- Maria Poliakova as a young woman.
- Native name: Полякова Мария Иосифовна
- Born: 27 March 1908 Saint Petersburg
- Died: 7 May 1995 (aged 87) Moscow, Soviet Union
- Allegiance: Communist Party of the Soviet Union
- Rank: Colonel GRU Lieutenant Colonel
- Spouse: Joseph Ditska (?-1941; his death)
- Children: 1

= Maria Josefovna Poliakova =

Soviet agent who helped create the Rote Drei

Maria Josefovna Poliakova (27 March 1908 – 7 May 1995) was a Jewish Soviet colonel and 4th Department spy who played the principal role in organising the Soviet espionage network in Switzerland, that was later known as the Rote Drei.

==Life==
Poliakova's father was Joseph Aronovich Poliakov (or Polyakov; 1887–1937), a native of Romny.

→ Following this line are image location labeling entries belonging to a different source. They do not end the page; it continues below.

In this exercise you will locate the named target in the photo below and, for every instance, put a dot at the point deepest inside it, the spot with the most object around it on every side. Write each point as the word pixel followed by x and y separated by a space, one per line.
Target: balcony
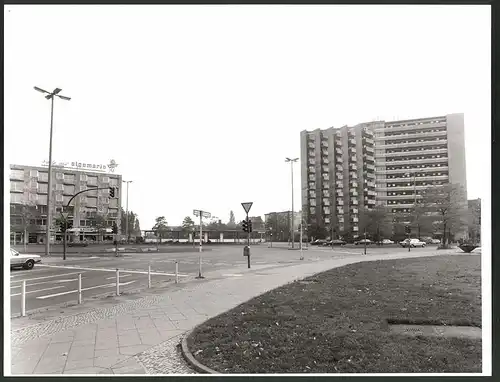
pixel 419 170
pixel 418 179
pixel 414 126
pixel 369 149
pixel 369 158
pixel 423 153
pixel 16 176
pixel 442 160
pixel 413 144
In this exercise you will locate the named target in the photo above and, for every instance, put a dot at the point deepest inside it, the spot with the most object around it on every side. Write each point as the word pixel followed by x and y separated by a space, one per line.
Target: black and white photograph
pixel 237 189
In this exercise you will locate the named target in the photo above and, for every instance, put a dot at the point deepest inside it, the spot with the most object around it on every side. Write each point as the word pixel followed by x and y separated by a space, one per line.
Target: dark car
pixel 318 242
pixel 363 241
pixel 78 244
pixel 338 242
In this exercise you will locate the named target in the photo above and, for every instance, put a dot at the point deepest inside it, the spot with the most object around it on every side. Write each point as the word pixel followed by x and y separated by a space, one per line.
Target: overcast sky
pixel 200 105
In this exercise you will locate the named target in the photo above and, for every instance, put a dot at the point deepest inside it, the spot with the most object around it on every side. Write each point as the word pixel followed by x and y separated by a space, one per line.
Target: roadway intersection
pixel 55 281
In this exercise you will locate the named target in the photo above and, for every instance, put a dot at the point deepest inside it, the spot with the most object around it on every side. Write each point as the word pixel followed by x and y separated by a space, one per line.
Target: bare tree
pixel 444 205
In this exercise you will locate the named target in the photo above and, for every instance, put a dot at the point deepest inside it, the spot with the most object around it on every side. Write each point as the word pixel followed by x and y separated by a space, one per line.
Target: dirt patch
pixel 338 324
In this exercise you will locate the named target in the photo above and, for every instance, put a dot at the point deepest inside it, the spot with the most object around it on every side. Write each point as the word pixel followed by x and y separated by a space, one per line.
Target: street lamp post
pixel 292 161
pixel 126 214
pixel 50 95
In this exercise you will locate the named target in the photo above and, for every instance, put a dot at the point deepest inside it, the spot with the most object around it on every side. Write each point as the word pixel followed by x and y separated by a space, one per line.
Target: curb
pixel 189 357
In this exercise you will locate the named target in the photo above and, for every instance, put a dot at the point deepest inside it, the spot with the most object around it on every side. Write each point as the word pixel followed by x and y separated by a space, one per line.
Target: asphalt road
pixel 55 281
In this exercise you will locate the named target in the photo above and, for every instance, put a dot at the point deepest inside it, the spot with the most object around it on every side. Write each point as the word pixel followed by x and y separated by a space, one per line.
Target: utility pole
pixel 50 95
pixel 201 214
pixel 292 161
pixel 127 224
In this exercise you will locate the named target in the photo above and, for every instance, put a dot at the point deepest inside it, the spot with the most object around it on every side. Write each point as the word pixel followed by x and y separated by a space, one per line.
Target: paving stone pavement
pixel 141 336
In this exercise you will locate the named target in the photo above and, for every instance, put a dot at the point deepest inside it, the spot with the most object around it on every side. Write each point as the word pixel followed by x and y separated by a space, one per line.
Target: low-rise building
pixel 92 213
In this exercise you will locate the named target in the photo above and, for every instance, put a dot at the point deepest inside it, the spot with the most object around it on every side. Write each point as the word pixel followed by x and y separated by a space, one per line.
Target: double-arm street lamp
pixel 292 161
pixel 50 95
pixel 126 214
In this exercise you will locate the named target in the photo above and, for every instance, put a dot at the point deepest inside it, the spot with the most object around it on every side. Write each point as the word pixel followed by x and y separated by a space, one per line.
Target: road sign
pixel 247 206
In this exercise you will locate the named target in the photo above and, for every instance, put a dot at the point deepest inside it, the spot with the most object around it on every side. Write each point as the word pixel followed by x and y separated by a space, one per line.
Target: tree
pixel 232 220
pixel 100 225
pixel 26 214
pixel 160 226
pixel 474 222
pixel 187 226
pixel 445 206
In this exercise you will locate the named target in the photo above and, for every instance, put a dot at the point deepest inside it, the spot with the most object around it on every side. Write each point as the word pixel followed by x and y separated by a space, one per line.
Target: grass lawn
pixel 337 321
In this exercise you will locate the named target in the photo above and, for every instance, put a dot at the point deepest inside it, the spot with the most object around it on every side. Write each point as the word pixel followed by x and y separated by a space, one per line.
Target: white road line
pixel 114 270
pixel 45 277
pixel 84 289
pixel 114 277
pixel 38 290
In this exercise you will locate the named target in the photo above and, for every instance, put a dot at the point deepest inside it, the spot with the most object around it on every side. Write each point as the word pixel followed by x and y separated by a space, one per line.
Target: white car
pixel 412 243
pixel 25 261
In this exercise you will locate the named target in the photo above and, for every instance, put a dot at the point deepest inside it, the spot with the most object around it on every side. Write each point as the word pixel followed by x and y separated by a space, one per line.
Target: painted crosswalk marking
pixel 38 290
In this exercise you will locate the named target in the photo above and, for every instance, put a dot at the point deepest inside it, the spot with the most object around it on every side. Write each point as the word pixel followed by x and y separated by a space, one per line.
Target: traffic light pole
pixel 248 243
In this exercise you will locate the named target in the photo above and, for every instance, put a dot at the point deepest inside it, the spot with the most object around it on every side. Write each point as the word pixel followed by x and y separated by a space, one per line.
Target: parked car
pixel 412 243
pixel 338 242
pixel 385 241
pixel 363 241
pixel 26 261
pixel 78 244
pixel 318 242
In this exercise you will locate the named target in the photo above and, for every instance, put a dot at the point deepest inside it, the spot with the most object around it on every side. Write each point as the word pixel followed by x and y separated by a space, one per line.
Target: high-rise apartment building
pixel 347 169
pixel 29 193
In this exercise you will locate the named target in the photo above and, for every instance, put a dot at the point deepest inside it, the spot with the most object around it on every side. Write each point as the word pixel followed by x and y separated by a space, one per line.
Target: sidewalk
pixel 141 336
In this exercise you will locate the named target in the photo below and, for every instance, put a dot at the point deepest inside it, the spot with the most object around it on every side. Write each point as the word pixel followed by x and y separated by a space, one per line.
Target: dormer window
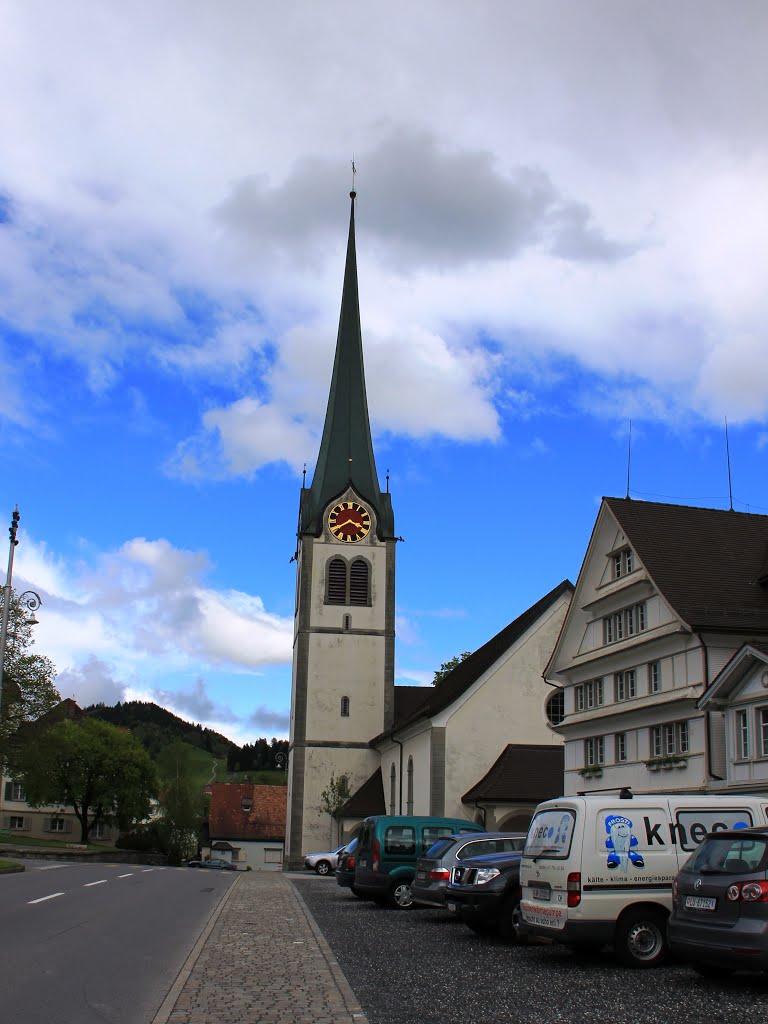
pixel 624 562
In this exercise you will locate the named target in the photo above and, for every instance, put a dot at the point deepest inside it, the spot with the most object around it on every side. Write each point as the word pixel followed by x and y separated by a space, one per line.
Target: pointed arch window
pixel 359 592
pixel 336 583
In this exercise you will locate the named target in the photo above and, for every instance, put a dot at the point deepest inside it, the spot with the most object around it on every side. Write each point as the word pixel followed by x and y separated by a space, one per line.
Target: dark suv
pixel 485 892
pixel 719 920
pixel 433 869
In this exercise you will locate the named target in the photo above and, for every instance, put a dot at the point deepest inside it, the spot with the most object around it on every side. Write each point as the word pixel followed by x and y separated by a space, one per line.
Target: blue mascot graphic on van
pixel 621 842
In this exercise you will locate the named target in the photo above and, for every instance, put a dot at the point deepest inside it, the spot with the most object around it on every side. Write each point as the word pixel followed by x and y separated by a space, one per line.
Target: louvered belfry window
pixel 337 582
pixel 358 582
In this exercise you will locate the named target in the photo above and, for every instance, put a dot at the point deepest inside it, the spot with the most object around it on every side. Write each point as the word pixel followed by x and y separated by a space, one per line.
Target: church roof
pixel 523 771
pixel 467 672
pixel 707 563
pixel 368 800
pixel 346 452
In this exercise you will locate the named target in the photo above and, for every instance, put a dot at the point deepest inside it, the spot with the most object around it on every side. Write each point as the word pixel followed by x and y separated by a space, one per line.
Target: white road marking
pixel 44 898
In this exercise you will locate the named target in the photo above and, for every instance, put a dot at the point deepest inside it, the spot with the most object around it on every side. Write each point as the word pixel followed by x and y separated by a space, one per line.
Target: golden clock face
pixel 349 521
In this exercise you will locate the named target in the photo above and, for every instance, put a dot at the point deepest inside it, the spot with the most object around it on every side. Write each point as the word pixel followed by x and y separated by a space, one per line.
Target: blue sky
pixel 561 227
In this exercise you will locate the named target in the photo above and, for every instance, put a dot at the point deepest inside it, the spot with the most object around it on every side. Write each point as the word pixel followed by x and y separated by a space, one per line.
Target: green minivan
pixel 389 845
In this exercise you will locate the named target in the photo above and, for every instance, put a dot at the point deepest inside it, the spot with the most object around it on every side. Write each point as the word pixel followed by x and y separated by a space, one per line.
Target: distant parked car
pixel 215 862
pixel 433 869
pixel 345 867
pixel 719 920
pixel 485 892
pixel 324 863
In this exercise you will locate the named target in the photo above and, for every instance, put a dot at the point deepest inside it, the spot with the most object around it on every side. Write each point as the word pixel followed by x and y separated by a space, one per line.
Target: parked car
pixel 217 863
pixel 719 920
pixel 433 869
pixel 345 866
pixel 485 893
pixel 324 863
pixel 389 848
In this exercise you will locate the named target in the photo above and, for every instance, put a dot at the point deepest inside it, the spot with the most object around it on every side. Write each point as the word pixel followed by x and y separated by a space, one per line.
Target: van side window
pixel 399 840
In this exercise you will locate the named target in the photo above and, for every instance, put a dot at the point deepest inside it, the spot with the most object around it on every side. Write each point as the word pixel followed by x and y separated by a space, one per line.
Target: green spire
pixel 346 453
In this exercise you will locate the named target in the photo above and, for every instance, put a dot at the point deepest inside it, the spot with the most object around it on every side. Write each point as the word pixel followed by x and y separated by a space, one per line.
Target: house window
pixel 594 752
pixel 654 677
pixel 589 694
pixel 742 735
pixel 623 624
pixel 625 684
pixel 670 738
pixel 763 730
pixel 624 563
pixel 556 708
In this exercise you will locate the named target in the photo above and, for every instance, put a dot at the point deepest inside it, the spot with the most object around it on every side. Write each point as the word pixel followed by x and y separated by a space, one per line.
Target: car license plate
pixel 700 903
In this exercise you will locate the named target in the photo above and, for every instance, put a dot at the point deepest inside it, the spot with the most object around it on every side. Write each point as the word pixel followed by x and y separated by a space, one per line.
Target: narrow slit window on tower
pixel 336 587
pixel 358 580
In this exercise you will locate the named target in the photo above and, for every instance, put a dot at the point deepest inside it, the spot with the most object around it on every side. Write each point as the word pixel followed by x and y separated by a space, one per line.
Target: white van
pixel 598 868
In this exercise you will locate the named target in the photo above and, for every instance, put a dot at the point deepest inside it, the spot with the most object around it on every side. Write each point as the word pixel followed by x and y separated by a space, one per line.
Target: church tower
pixel 343 654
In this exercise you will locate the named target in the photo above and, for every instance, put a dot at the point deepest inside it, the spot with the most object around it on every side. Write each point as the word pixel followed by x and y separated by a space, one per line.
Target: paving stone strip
pixel 262 958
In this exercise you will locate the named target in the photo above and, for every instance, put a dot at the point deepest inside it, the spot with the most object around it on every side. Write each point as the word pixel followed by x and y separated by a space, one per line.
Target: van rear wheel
pixel 399 896
pixel 641 938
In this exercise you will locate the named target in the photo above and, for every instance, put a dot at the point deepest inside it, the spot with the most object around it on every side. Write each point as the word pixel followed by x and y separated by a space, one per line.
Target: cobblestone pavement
pixel 261 958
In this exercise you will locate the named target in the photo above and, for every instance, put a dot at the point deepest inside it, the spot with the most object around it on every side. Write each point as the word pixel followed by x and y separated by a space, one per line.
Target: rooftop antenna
pixel 629 460
pixel 728 457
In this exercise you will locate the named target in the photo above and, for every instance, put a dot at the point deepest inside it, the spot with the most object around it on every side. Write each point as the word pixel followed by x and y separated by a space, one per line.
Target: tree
pixel 334 797
pixel 181 802
pixel 448 667
pixel 101 772
pixel 28 687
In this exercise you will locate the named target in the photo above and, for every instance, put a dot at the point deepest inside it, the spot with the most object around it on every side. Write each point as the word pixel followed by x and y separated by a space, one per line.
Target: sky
pixel 562 229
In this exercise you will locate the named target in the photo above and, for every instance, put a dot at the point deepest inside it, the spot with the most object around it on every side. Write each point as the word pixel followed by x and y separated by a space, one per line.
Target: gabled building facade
pixel 666 597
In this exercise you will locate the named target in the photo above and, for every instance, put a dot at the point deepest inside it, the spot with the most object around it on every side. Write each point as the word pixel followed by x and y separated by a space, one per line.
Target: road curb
pixel 182 977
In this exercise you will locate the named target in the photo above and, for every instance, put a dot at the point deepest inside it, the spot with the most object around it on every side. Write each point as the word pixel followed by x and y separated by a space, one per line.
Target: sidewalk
pixel 261 958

He was a Menshevik, who during the Soviet era served in the Commissariat for Foreign Trade. His work involved extensive travel to various European countries including England, Germany and France. On 20 September 1937, he was shot dead, as part of Stalin's purges.

Her mother, Basia Solomonovna Poliakova, was a seamstress. In 1917 she was a candidate for the Kiev City Duma and for the council of the Jewish community of the city for the General Jewish Labour Bund. During the Soviet era, she was a secretary of the Foreign Trade Commissariat. Her brother was writer Ariy Polyakov.

Poliakova was married to a professional Czech revolutionary Joseph Ditska. They had a daughter, Svetlana. Joseph Ditska died in August 1941, while on a special mission in Poland, the rear of the German forces.

==Career==
Between 1921 and 1925, Poliakova studied abroad - in Germany and Great Britain, where her parents worked in trade missions for the USSR. As the family travelled with her father, Poliakova learned several languages including French, German and English. In 1925, she moved to Moscow.

Between 1925 and 1932 she participated in the Young Communist International and the Comintern as a dedicated communist. In 1931, the central committee of the Komsomol recommended Poliakova for training to Soviet Military Intelligence. Poliakova attended a course at the Higher Intelligence School.

From 1935, Poliakova served in the Red Army. From January 1935 to January 1936, she studied at the School of Intelligence Administration of the Frunze Military Academy, after which, on 19 June 1936, Poliakova was promoted to Senior lieutenant (старший лейтенант, starshy leytenant)

During the 1930s, Poliakova was posted on several assignments abroad in France and Switzerland. Her aliases were Mildred, Gisela, and Vera.

In 1936–37, Poliakova was an illegal resident in the Soviet military intelligence network in Switzerland, that was later known as the Rote Drei. Her contacts in Switzerland were Rachel Dübendorfer, Selma Gessner–Bührer, and, in France, Henry Robinson. In 1937, Poliakova was recalled to the Soviet Union. She survived the purges. However, her brother and father were shot. As a result of the murders of her father and brother, Poliakova became embittered of Stalin's regime. In 1937-41 she worked in the central apparatus of the Intelligence Directorate of the Red Army headquarters, Moscow. She trained new employees, worked in military-technical and military intelligence units.

In 1944, Poliakova was promoted from Captain to Major. She remained active as an espionage agent in the GRU until 1953.